In 2014 we had a lot of love for the ATH-MX50X headphones, which sported a large Audio-Technica product name across the headband and embossed brand symbols on both earcups. The ATH-MSR7 take a more refined overall look; a smaller, lighter package with a plain headband and full product name and logo on the side of each earcup.
If anything the branding, while not overtly garish, is one of the few moans we have about the MSR7. We would prefer a more subtle approach, hiding away those spelled-out words, including the "left" and "right” markings on their respective sides.
Otherwise Audio-Technica has crafted a great looking set of over-ear cans. The aluminium and magnesium housing feels solid, avoiding the plastics the company is often guilty of using en masse.
The fit to the ears avoids being too tight, while ensuring a snug wear for long periods of time thanks to cushy earcup padding and memory foam.

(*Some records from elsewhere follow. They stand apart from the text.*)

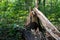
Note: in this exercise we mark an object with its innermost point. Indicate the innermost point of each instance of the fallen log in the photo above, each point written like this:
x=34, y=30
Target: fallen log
x=50, y=28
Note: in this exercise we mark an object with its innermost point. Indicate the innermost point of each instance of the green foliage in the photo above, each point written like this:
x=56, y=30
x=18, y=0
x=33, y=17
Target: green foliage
x=13, y=14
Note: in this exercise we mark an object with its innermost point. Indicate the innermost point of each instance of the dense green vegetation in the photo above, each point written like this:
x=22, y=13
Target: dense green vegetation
x=13, y=14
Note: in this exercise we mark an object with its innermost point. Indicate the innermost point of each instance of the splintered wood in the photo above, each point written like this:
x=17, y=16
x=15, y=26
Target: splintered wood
x=50, y=28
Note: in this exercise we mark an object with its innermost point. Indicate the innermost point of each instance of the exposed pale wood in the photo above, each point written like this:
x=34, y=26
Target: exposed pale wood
x=50, y=28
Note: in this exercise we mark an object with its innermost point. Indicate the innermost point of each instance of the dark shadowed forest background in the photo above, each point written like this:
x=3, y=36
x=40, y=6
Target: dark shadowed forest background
x=13, y=15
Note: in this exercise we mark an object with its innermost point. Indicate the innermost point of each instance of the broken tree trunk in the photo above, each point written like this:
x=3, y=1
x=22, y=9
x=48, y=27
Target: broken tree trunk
x=50, y=28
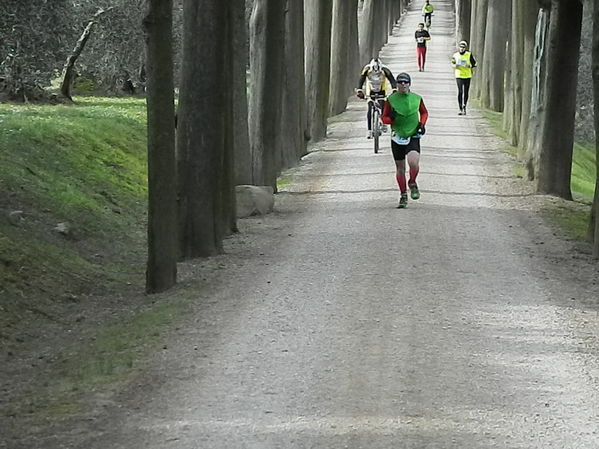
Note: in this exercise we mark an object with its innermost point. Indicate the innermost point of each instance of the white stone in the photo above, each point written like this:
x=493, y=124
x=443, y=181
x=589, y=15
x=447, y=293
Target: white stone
x=254, y=200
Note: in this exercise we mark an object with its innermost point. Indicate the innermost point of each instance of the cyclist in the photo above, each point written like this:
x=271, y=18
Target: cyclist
x=377, y=77
x=427, y=12
x=407, y=115
x=463, y=62
x=421, y=36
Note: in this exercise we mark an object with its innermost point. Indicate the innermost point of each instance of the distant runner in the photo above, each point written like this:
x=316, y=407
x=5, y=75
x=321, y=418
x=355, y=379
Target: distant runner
x=407, y=115
x=463, y=62
x=427, y=12
x=421, y=36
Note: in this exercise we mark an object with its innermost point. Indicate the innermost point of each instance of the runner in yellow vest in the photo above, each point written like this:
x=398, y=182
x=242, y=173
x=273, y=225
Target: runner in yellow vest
x=407, y=115
x=463, y=62
x=427, y=12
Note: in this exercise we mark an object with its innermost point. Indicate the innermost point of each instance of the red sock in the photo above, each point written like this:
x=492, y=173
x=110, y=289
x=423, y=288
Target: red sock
x=401, y=181
x=413, y=174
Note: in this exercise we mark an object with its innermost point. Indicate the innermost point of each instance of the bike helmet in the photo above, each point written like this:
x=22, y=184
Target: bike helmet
x=376, y=65
x=404, y=77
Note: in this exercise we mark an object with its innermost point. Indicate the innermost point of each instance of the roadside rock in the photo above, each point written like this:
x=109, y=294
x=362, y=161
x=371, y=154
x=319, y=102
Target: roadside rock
x=254, y=200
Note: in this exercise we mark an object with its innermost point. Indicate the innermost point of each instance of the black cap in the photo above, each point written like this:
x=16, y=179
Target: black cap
x=404, y=77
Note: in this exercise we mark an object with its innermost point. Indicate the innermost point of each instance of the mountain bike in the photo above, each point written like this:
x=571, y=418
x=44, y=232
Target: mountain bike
x=377, y=125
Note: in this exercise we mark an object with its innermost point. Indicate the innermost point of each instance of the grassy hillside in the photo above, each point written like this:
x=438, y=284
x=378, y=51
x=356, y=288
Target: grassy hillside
x=80, y=169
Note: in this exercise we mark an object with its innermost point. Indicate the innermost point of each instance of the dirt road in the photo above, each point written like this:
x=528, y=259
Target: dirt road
x=342, y=322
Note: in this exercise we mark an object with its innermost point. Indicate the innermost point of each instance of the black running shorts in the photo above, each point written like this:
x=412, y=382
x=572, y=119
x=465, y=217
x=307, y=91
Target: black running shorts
x=400, y=151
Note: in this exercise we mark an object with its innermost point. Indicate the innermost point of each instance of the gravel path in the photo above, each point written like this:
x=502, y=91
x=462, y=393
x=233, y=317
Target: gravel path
x=342, y=322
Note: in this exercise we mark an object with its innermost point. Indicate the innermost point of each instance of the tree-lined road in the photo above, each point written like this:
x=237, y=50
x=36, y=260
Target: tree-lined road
x=340, y=321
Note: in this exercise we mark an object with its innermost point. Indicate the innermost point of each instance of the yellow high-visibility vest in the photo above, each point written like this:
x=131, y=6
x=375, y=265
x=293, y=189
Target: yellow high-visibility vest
x=462, y=64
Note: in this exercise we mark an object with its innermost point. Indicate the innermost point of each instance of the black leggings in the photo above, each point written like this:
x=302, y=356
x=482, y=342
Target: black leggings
x=463, y=88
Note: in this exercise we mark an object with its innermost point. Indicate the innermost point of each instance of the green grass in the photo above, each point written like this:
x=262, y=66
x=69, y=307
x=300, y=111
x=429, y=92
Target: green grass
x=114, y=357
x=583, y=172
x=84, y=164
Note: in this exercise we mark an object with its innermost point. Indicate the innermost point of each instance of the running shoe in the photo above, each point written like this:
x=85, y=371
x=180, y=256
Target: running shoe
x=414, y=192
x=403, y=201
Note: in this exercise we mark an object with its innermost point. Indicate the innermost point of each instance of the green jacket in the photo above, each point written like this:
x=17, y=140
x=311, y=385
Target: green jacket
x=407, y=113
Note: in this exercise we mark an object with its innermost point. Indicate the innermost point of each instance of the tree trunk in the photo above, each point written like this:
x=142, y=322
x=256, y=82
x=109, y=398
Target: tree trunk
x=241, y=142
x=267, y=37
x=594, y=219
x=491, y=80
x=204, y=137
x=463, y=12
x=343, y=13
x=354, y=50
x=367, y=31
x=294, y=97
x=318, y=54
x=68, y=71
x=527, y=26
x=557, y=125
x=478, y=26
x=537, y=98
x=161, y=268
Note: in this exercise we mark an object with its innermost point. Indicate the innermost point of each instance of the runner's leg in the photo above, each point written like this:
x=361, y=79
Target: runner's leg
x=460, y=84
x=400, y=175
x=413, y=158
x=466, y=88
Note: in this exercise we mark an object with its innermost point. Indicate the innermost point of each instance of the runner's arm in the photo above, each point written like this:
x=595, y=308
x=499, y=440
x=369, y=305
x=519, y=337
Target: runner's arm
x=472, y=61
x=388, y=114
x=423, y=112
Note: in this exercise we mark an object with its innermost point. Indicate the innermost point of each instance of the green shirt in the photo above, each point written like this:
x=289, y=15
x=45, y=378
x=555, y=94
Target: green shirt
x=407, y=113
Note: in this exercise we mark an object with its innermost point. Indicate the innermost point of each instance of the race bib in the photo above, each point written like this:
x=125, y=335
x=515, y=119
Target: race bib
x=400, y=140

And we should know, having donned the MSR7 for much of an eight hour flight, soaking up episodes of Breaking Bad, cutting out the in-flight hiss, and soothing our brains with personal choice tunes.
However, the ear cups aren't particularly deep so ears don't freely float in the cavity, but the interior material padding maintains comfort.
There are two colour options available: the black with electric blue highlights, as featured for this particular review, and a gunmetal grey with brown padding and red highlights option. Both come with a carry case included and three cable lengths: two 1.2m options, one of which is smartphone specific, and a longer 3m option to trail around the house, but none of them feature a twist-to-lock action to keep them affixed into the 3.5mm input.
Whether you're listening to regular MP3s from your smartphone, vinyl via an amp, or hi-res audio from a dedicated player, the Audio-Technica ATH-MSR7 over-ears will cater for all.
Tucked behind those metal exteriors are 45mm drivers, said to deliver a frequency response from 5-40,000Hz, which is a range to cater for brain-wobbling bass and high-end titters outside of the range of human hearing (and many audio formats too). That's what you get with audiophile cans.
Despite such a giant frequency range at its disposal, the MSR7 over-ears are all about a neutral listen. You won't get insane bass-in-yer-face excess, but rather a taut, balanced listening experience that hums along nicely. The response is largely flat, and we mean that in a positive way, with a slight lift towards the mid-top-end of the (audible) spectrum, with the highs feeling a little more separated.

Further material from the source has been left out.